Re: Columns correlation and adaptive query optimization

Konstantin Knizhnik Wed, 27 Jan 2021 08:39:19 -0800


On 27.01.2021 8:45, Yugo NAGATA wrote:

On Mon, 25 Jan 2021 16:27:25 +0300
Konstantin Knizhnik <k.knizh...@postgrespro.ru> wrote:

Hello,

Thank you for review.
My answers are inside.

Thank you for updating the patch and answering my questions.

(2)
If I understand correctly, your proposal consists of the following two features.

1. Add a feature to auto_explain that creates an extended statistic 
automatically
if an error on estimated rows number is large.
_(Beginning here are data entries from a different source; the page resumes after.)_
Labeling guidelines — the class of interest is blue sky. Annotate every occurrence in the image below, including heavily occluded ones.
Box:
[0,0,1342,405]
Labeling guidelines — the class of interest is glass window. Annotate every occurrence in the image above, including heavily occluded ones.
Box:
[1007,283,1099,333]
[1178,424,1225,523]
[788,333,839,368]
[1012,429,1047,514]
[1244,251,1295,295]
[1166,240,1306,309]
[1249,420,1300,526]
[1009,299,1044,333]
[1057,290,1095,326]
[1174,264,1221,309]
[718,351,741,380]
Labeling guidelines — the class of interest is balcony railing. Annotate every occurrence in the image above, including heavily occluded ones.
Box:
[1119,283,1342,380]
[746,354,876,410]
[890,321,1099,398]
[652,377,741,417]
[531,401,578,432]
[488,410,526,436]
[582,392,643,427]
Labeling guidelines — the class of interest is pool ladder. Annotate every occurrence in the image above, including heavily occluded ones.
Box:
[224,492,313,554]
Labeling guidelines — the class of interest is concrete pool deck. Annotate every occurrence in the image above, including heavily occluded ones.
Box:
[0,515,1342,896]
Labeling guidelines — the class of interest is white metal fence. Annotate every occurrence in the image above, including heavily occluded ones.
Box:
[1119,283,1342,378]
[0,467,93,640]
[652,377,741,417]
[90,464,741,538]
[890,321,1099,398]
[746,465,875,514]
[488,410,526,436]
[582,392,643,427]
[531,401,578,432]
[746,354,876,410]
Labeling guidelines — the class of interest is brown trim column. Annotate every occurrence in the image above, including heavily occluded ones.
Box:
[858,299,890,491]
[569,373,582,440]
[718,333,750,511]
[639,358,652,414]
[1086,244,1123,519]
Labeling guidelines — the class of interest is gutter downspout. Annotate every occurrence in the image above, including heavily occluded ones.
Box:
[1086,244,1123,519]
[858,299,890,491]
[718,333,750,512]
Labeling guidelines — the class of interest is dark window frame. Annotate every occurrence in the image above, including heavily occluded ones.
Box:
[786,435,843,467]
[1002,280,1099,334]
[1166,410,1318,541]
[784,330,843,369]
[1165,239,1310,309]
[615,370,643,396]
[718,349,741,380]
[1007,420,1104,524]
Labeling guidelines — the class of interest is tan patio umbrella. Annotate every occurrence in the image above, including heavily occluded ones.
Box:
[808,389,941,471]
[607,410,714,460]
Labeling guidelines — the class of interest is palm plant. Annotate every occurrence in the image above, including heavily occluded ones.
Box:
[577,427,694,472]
2. Improve rows number estimation of join results by considering functional
dependencies between vars in the join qual if the qual has more than one 
clauses,
and also functional dependencies between a var in the join qual and vars in 
quals
of the inner/outer relation.

As you said, these two parts are independent each other, so one feature will 
work
even if we don't assume the other.  I wonder it would be better to split the 
patch
again, and register them to commitfest separately.

I agree with you that this are two almost unrelated changes, although
without clausesel patch additional statistic can not improve query planning.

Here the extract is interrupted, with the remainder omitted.